Is Botswana really Africa’s most promising retail market?

Botswana is sub-Saharan Africa’s best new market for global retailers. This is if A.T. Kearney’s Global Retail Development Index (GRDI) for 2012, a ranking of the top 30 developing countries for global retail expansion, is to be believed.

The Sebele Shopping Centre in Botswana's capital Gaborone.

Botswana, which did not even make the top 30 last year, is positioned 20th on the index, making it the leading African country and the only sub-Saharan African nation on the list.

A.T. Kearney’s index is a list of developing countries that have the most potential and opportunities for multinational retailers to expand to.

The top 30 are scored and ranked according to four variables. The first is country risk which measures political and economic factors that could affect business. The second variable is market attractiveness and looks at factors such as retail sales per capita and urban population sizes. Next is market saturation which includes factors such as the share of modern retail, the number of international retailers operating in the country, and the market share of leading retailers. The final variable is time pressure, which indicates whether the country holds a short-term opportunity or whether retailers would have to wait longer to see the potential returns.

Botswana leads Africa

A.T. Kearney gives a number of reasons why Botswana ranks highest in Africa. “The country has become a middle-income nation over the past three decades and is projected to have 7% GDP growth for 2012 – well above sub-Saharan Africa’s expected growth rate,” states the report.

“Botswana’s government is dedicated to shifting away from a dependence on diamonds to increasing investment in the private retail sector.
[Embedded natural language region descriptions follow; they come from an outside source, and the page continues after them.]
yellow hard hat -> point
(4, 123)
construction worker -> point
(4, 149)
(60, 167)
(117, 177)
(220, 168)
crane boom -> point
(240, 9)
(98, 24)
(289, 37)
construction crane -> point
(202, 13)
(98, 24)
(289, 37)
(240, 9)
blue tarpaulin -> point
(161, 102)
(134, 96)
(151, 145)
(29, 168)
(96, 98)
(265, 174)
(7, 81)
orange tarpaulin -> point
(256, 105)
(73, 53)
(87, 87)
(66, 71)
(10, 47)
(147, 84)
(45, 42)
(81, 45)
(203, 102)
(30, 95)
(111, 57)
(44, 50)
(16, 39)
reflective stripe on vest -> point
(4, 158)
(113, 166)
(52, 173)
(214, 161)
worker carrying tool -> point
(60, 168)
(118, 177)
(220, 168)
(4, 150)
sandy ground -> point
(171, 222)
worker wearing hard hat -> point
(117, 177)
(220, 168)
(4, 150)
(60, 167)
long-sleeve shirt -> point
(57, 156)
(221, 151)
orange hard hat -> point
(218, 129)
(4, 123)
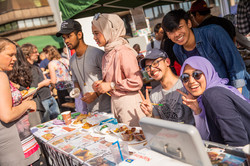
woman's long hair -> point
(21, 73)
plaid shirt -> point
(243, 17)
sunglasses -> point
(154, 65)
(97, 15)
(196, 75)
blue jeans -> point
(51, 109)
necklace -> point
(82, 76)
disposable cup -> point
(246, 150)
(67, 117)
(74, 93)
(117, 153)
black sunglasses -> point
(97, 15)
(196, 75)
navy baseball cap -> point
(153, 54)
(69, 26)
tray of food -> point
(131, 135)
(103, 129)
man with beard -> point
(169, 101)
(211, 42)
(86, 66)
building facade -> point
(23, 18)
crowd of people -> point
(199, 79)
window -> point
(28, 23)
(21, 24)
(36, 21)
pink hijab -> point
(113, 29)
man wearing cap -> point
(211, 42)
(157, 64)
(202, 15)
(85, 64)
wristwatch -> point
(112, 84)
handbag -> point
(61, 85)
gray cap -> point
(152, 54)
(69, 26)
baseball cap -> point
(69, 26)
(199, 6)
(153, 54)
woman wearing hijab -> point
(226, 111)
(120, 71)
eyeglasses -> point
(196, 75)
(97, 15)
(154, 64)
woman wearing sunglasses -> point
(226, 113)
(121, 75)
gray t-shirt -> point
(172, 109)
(86, 70)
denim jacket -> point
(213, 43)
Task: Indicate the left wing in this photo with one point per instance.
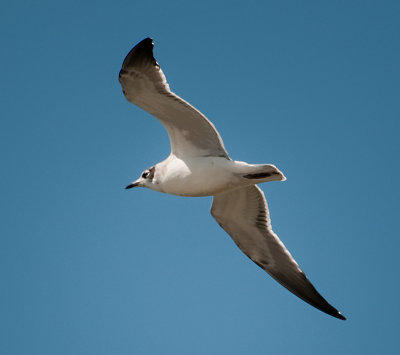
(244, 214)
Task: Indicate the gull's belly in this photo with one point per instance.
(198, 177)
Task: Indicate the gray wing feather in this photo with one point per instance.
(144, 84)
(244, 214)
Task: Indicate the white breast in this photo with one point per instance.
(199, 176)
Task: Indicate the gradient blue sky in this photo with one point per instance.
(89, 268)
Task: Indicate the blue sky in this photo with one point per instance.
(89, 268)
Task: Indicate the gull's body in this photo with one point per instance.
(199, 165)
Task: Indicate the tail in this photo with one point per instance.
(264, 172)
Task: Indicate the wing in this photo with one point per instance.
(244, 214)
(144, 84)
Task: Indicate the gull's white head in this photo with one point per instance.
(145, 180)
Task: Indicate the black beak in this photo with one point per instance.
(133, 184)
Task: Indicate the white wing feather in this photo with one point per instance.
(244, 214)
(144, 84)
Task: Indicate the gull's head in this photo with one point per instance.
(145, 180)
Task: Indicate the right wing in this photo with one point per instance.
(144, 84)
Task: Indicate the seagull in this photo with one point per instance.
(199, 165)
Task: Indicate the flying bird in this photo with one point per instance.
(199, 165)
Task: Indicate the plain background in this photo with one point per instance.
(89, 268)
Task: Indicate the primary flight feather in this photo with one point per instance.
(199, 165)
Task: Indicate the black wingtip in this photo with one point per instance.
(340, 316)
(141, 53)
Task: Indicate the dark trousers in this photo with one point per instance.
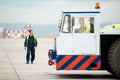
(32, 52)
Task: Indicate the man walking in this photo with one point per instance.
(31, 44)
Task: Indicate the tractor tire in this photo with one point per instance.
(114, 58)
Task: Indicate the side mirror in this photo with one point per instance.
(59, 23)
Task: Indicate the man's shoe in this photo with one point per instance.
(27, 62)
(31, 62)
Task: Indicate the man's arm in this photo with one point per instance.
(25, 42)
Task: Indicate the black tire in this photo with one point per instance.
(114, 58)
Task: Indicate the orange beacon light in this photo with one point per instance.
(97, 5)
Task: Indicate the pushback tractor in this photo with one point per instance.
(82, 45)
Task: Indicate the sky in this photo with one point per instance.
(48, 12)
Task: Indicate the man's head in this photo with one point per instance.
(30, 32)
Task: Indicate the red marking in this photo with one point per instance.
(98, 66)
(65, 59)
(87, 63)
(74, 63)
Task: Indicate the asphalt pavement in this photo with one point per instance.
(13, 64)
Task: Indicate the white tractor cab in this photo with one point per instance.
(81, 45)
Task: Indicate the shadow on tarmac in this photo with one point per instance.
(62, 76)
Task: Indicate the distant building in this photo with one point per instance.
(18, 33)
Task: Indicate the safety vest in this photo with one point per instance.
(87, 30)
(116, 26)
(35, 39)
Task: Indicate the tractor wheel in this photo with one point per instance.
(114, 58)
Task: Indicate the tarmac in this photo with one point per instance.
(13, 64)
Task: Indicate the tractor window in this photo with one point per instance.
(84, 24)
(66, 24)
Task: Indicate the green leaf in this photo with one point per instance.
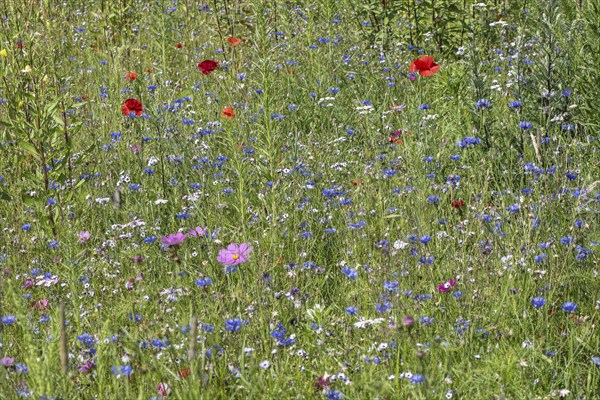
(5, 196)
(29, 148)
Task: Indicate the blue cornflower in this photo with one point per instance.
(569, 306)
(567, 240)
(538, 302)
(334, 394)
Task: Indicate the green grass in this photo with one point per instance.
(306, 174)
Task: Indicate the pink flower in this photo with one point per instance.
(197, 231)
(174, 238)
(86, 367)
(84, 236)
(7, 361)
(234, 254)
(446, 286)
(164, 389)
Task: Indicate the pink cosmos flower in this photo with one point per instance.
(164, 389)
(234, 254)
(174, 238)
(86, 367)
(446, 286)
(7, 361)
(197, 231)
(84, 236)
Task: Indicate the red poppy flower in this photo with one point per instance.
(234, 41)
(425, 66)
(132, 105)
(228, 113)
(208, 66)
(458, 203)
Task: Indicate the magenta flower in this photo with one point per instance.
(446, 286)
(234, 254)
(164, 389)
(84, 236)
(87, 367)
(174, 238)
(7, 361)
(197, 231)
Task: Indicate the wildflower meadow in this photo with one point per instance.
(328, 199)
Most retail expansion has been from regional players, primarily based in neighbouring South Africa.”

With a small population of slightly over 2 million and a relatively developed retail sector compared to the rest of the continent, some stakeholders would be hard-pressed to agree with A.T. Kearney’s findings.
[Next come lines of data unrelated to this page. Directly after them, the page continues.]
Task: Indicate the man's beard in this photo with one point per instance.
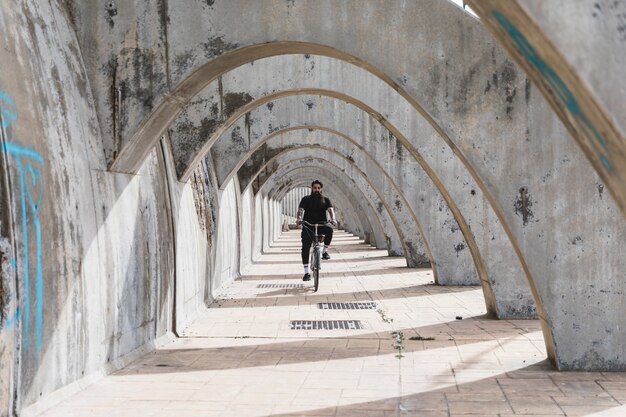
(318, 200)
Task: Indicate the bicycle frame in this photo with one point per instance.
(316, 255)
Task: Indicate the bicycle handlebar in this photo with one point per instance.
(327, 223)
(304, 222)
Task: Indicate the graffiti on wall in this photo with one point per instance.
(560, 89)
(29, 189)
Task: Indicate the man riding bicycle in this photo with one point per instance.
(314, 208)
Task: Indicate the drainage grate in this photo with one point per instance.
(280, 286)
(364, 305)
(325, 324)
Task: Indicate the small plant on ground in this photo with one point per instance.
(398, 343)
(421, 338)
(383, 316)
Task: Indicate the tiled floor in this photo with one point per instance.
(242, 359)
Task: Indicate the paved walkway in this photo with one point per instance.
(241, 358)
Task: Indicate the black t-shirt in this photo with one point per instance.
(311, 214)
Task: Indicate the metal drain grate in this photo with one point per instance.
(361, 305)
(325, 324)
(280, 286)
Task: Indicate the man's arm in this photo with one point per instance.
(333, 220)
(299, 216)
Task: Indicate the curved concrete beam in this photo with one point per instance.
(389, 222)
(546, 40)
(375, 212)
(357, 225)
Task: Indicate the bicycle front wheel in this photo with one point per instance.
(317, 259)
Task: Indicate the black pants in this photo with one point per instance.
(307, 240)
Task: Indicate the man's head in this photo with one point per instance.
(316, 194)
(316, 187)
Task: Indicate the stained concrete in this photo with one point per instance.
(99, 264)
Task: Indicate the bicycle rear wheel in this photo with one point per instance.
(316, 268)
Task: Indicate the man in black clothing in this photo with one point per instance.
(314, 208)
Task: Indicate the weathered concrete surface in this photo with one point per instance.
(93, 252)
(98, 256)
(254, 90)
(575, 52)
(463, 110)
(248, 133)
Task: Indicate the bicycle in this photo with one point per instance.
(316, 254)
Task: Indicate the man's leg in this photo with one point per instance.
(328, 237)
(306, 249)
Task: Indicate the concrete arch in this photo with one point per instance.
(388, 215)
(562, 63)
(345, 209)
(359, 226)
(368, 200)
(516, 303)
(362, 78)
(451, 267)
(443, 244)
(365, 226)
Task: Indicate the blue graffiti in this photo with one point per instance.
(559, 88)
(8, 111)
(8, 323)
(31, 189)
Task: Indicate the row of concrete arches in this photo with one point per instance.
(483, 145)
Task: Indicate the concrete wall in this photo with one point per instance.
(96, 266)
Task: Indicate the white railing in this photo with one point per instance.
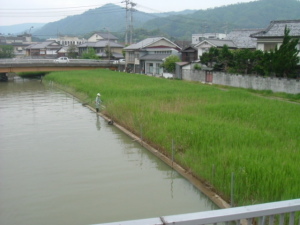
(284, 212)
(17, 61)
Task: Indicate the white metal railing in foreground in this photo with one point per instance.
(283, 212)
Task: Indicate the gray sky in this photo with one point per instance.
(44, 11)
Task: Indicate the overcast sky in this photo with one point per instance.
(44, 11)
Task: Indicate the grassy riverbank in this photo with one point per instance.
(216, 131)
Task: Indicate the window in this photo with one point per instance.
(157, 68)
(131, 56)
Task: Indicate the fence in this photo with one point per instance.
(283, 212)
(291, 86)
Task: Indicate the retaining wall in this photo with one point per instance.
(291, 86)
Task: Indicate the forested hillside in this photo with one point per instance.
(256, 14)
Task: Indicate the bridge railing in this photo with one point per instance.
(16, 61)
(284, 212)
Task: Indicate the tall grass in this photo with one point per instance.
(216, 132)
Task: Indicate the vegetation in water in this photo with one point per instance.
(217, 131)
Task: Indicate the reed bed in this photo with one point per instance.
(216, 132)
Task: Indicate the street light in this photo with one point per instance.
(30, 41)
(108, 34)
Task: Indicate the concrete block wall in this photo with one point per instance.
(291, 86)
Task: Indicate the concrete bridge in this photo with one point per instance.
(31, 65)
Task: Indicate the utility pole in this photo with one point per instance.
(129, 19)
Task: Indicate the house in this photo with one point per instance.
(197, 38)
(242, 38)
(148, 55)
(101, 48)
(47, 49)
(273, 35)
(206, 44)
(98, 36)
(19, 43)
(68, 40)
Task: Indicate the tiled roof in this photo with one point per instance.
(242, 39)
(146, 42)
(107, 36)
(276, 29)
(218, 43)
(101, 44)
(43, 45)
(154, 57)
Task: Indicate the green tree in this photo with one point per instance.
(72, 51)
(210, 57)
(285, 58)
(170, 63)
(225, 57)
(6, 51)
(90, 54)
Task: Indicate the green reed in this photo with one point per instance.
(216, 131)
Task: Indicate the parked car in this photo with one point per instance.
(120, 61)
(62, 60)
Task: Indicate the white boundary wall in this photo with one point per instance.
(291, 86)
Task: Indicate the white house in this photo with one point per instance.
(147, 55)
(98, 36)
(273, 35)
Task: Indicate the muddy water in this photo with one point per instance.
(62, 164)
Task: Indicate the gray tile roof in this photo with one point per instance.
(43, 45)
(276, 29)
(242, 39)
(146, 42)
(102, 44)
(218, 43)
(157, 57)
(107, 36)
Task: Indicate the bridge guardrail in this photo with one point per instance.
(268, 213)
(17, 61)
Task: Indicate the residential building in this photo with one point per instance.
(206, 44)
(98, 36)
(19, 43)
(197, 38)
(101, 48)
(242, 38)
(47, 49)
(68, 40)
(148, 55)
(273, 35)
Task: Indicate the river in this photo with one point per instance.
(62, 164)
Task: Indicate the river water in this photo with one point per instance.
(62, 164)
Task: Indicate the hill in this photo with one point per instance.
(20, 28)
(180, 25)
(108, 16)
(257, 14)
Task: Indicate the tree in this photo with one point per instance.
(72, 53)
(285, 58)
(6, 51)
(90, 54)
(210, 57)
(170, 63)
(225, 57)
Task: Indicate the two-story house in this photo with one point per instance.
(273, 35)
(102, 47)
(47, 49)
(148, 55)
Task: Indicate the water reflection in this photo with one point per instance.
(98, 124)
(55, 169)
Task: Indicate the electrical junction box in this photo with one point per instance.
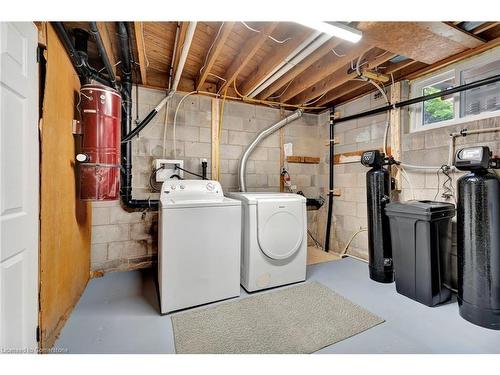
(168, 170)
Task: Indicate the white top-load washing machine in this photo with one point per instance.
(274, 239)
(199, 244)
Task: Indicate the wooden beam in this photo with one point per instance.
(324, 49)
(106, 40)
(395, 127)
(246, 53)
(453, 33)
(322, 69)
(335, 93)
(337, 78)
(263, 71)
(416, 40)
(141, 47)
(215, 139)
(485, 26)
(455, 58)
(180, 44)
(214, 53)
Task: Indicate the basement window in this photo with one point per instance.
(476, 104)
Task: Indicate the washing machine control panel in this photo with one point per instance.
(191, 189)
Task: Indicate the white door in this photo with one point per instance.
(18, 187)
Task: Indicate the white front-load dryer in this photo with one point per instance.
(274, 239)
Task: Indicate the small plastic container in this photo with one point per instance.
(421, 245)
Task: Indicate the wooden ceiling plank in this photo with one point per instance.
(485, 26)
(335, 93)
(337, 78)
(323, 50)
(247, 52)
(263, 70)
(214, 52)
(322, 69)
(141, 47)
(455, 58)
(106, 40)
(415, 40)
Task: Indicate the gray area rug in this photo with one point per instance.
(298, 319)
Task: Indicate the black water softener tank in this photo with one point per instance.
(378, 190)
(478, 237)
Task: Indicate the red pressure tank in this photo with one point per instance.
(99, 157)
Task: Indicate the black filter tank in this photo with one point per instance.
(478, 237)
(378, 190)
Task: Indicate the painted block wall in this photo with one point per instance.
(420, 148)
(124, 240)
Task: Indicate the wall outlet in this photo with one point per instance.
(168, 169)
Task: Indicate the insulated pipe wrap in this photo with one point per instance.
(259, 138)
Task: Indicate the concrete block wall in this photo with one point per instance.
(420, 148)
(124, 240)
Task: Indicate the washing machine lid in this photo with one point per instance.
(254, 197)
(193, 193)
(280, 226)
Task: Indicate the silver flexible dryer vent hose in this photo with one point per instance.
(260, 137)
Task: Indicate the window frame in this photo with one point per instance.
(417, 86)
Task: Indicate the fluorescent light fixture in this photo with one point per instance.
(335, 29)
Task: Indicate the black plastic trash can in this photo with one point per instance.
(421, 246)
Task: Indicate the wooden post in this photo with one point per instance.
(282, 151)
(215, 139)
(395, 127)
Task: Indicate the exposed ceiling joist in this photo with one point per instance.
(322, 68)
(246, 53)
(454, 33)
(213, 54)
(355, 85)
(180, 44)
(263, 70)
(324, 49)
(338, 78)
(141, 47)
(455, 58)
(415, 40)
(485, 26)
(106, 40)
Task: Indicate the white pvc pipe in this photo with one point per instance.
(290, 64)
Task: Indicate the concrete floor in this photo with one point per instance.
(119, 314)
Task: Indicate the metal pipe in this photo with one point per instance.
(126, 148)
(420, 99)
(104, 56)
(300, 53)
(330, 182)
(258, 138)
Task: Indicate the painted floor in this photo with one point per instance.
(118, 313)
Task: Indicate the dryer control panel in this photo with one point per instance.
(191, 190)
Brett Abrahamse, director at Johannesburg-based real estate consultancy Terrace Africa, reckons that although Botswana still holds some potential for retailers, the sector has seen strong growth over the past three to five years, and that many of the opportunities have already been exploited.
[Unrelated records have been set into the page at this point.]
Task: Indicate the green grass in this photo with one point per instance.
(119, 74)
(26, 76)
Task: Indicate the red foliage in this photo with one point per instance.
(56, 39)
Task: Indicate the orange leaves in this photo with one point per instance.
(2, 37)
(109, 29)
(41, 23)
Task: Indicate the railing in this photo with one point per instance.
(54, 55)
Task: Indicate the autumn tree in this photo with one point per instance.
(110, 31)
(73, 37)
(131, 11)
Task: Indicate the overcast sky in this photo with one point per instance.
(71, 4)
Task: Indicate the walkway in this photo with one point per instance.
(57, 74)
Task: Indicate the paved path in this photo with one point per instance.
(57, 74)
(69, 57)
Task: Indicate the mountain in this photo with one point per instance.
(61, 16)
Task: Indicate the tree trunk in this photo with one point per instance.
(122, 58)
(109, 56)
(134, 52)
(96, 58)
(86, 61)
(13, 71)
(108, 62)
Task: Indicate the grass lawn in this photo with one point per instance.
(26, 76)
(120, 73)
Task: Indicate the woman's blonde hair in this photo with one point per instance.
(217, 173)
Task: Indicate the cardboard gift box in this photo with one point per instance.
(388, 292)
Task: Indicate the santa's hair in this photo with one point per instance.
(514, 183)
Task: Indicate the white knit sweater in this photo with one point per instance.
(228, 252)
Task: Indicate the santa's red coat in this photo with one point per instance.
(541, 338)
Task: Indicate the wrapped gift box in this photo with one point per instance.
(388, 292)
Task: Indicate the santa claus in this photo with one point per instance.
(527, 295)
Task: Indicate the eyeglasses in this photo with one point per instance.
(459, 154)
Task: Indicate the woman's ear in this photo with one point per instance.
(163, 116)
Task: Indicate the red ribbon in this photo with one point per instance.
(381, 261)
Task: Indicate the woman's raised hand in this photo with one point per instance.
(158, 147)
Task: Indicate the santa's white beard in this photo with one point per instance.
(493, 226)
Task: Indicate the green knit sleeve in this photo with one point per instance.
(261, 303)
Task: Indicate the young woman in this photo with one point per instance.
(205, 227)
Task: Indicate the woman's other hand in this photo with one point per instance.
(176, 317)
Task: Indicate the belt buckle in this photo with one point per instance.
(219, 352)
In its 2011 annual report, PrimeTime, a Botswana Stock Exchange (BSE) listed property investment company and developer of shopping malls, pointed to a “looming oversupply” of retail space, especially in the capital Gaborone.

PrimeTime is, however, confident that a recovery in the diamond industry will spill over to the rest of the economy. “Our country’s economy is showing very strong signs of recovery and with diamond sales producing close to 2008 levels coupled with fiscal discipline, a close to balanced budget could be achieved. The move of the Diamond Trading Company (DTC) to Botswana and the diamond sales process being centred here will bring significant activity to the economy.”

Rest of Africa

“In coming years, we expect global retailers to evaluate many other African nations as Nigeria, Ethiopia, and the Democratic Republic of Congo (DRC) are expected to be among the most populous countries in the world by 2050,” says A.T. Kearney.

The report also points out that expansion into Africa can be challenging for retailers because their competition is a “long-established, active, and informal trading sector that African consumers are accustomed to”.

Morocco is the next African country on the list, positioned in 27th place, making it the second top African country for international retailers to expand to. However, it fell from 20th place in last year’s GRDI due to political instability that increased the risk for retailers.

Tunisia, in 30th position, is the final African country to make the list, but has also fallen since the 2011 GRDI. The 12 place fall is said to have followed the Arab Spring protests. “Before the Arab Spring, per capita income was on the rise, and a growing middle class was forming more sophisticated purchasing patterns,” says the report. “The political unrest of the early 2011 led to GDP growth of only 1.1%. While the government still supports a favourable environment for foreign investment, international retailers are hesitant to enter this recovering market.”